Par un mémoire enregistré le 22 février 2024, la région Réunion déclare se désister de ses conclusions dirigées contre la société Egis Villes et Transport ainsi que de ses conclusions présentées au titre de l'article L. 761-1 du code de justice administrative.
Vu les autres pièces du dossier.
Vu le code de justice administrative.
Le président du tribunal a désigné M. Banvillet, premier conseiller, en application de l'article R. 222-1 du code de justice administrative, pour statuer par ordonnance dans les cas prévus aux 1° à 7° de cet article.
Considérant ce qui suit :
1. Aux termes de l'article R. 222-1 du code de justice administrative : " Les présidents de tribunal administratif () et les magistrats ayant une ancienneté minimale de deux ans et ayant atteint au moins le grade de premier conseiller désignés à cet effet par le président de leur juridiction peuvent, par ordonnance : 1° Donner acte des désistements / () / 5° Statuer sur les requêtes qui ne présentent plus à juger de questions autres que la condamnation prévue à l'article L. 761-1 ou la charge des dépens. ".
2. Par un mémoire enregistré le 13 février 2024, les sociétés Eiffage Génie Civil, Razel Bec, Eiffage Génie Civil Marine, NGE Contracting et Guintoli ont déclaré se désister de leur requête. Ce désistement d'instance est pur et simple. Rien ne s'oppose à ce qu'il en soit donné acte.
3. Par un mémoire enregistré le 22 février 2024, la région Réunion a déclaré se désister de ses conclusions dirigées contre la société Egis Villes et Transport ainsi que de ses conclusions tendant à ce que soit mise à la charge des sociétés requérantes une somme de 15 000 euros au titre de l'article L. 761-1 d code de justice administrative.
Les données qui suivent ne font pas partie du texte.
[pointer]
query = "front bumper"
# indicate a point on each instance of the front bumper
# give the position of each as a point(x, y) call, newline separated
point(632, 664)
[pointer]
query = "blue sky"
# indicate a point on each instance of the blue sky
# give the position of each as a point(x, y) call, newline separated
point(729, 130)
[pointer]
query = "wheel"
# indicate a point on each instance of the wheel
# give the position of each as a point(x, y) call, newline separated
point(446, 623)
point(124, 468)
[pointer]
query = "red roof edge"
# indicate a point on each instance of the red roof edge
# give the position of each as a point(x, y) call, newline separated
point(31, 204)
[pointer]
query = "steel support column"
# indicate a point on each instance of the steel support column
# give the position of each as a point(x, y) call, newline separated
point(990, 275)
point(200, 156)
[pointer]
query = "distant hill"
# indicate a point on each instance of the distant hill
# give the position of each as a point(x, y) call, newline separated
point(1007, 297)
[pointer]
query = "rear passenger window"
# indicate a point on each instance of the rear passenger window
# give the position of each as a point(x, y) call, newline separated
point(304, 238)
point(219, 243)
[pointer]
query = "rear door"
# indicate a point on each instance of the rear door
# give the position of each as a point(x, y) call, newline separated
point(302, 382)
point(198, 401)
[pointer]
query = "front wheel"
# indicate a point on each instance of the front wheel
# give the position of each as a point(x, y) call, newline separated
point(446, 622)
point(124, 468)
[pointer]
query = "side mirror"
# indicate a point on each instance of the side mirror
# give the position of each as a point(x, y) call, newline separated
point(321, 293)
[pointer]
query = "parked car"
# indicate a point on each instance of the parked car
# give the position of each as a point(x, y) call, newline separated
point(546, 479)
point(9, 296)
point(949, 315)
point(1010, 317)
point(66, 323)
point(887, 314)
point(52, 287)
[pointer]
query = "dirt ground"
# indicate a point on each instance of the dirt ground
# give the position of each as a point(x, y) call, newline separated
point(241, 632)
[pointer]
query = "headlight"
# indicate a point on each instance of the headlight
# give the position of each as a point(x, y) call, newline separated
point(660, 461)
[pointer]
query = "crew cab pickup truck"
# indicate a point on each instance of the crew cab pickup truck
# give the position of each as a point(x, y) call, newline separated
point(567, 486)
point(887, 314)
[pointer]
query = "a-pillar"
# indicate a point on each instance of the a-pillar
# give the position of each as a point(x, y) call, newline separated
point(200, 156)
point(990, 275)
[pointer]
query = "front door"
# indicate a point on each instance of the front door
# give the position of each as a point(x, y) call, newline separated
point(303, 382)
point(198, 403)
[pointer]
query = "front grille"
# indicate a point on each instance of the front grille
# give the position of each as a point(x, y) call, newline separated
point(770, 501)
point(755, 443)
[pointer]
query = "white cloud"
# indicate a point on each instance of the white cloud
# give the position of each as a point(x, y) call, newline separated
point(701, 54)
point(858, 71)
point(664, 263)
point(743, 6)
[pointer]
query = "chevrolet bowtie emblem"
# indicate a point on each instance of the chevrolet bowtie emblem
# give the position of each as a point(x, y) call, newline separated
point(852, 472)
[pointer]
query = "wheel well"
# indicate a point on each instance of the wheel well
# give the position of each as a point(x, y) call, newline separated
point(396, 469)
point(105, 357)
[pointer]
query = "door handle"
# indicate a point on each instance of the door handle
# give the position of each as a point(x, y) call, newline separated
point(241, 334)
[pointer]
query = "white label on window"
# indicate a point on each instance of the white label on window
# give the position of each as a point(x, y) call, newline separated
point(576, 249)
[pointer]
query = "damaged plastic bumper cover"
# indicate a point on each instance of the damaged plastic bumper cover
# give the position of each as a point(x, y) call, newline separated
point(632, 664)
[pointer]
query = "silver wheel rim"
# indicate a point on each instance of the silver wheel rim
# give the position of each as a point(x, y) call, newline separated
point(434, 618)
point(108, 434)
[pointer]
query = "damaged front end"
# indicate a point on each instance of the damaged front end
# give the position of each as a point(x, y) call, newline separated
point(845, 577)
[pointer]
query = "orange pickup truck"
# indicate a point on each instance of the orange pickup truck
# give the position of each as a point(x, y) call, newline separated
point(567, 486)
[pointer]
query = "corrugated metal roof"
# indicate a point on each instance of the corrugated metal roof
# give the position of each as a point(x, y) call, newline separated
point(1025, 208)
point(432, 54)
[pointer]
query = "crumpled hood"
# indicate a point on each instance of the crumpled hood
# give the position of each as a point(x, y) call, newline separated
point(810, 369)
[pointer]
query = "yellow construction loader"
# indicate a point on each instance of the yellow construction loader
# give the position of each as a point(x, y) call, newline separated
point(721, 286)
Ce désistement est pur et simple, rien ne s'oppose à ce qu'il en soit donné acte.
4. Il n'y a pas lieu, dans les circonstances de l'espèce, de mettre à la charge des parties la somme que la société Egis Villes et Transports demande sur le fondement des dispositions de l'article L. 761-1 du code de justice administrative.
O R D O N N E :
Article 1er : Il est donné acte du désistement d'instance des sociétés Eiffage Génie Civil, Razel Bec, Eiffage Génie Civil Marine, NGE Contracting et Guintoli.
Article 2 : Il est donné acte du désistement des conclusions de la région Réunion.
Article 3 : Les conclusions de la société Egis Villes et Transports présentées au titre de l'article L. 761-1 du code de justice administrative sont rejetées.
Article 4 : La présente ordonnance sera notifiée aux sociétés Eiffage Génie Civil, Razel Bec, Eiffage Génie Marine, NGE Contracting, Guintoli, à la région Réunion et à la société Egis Villes et Transports.
Fait à Saint-Denis, le 2 avril 2024.
Le magistrat désigné,
M. BANVILLET
La République mande et ordonne au préfet de La Réunion en ce qui le concerne ou à tous commissaires de justice à ce requis en ce qui concerne les voies de droit commun contre les parties privées, de pourvoir à l'exécution de la présente décision.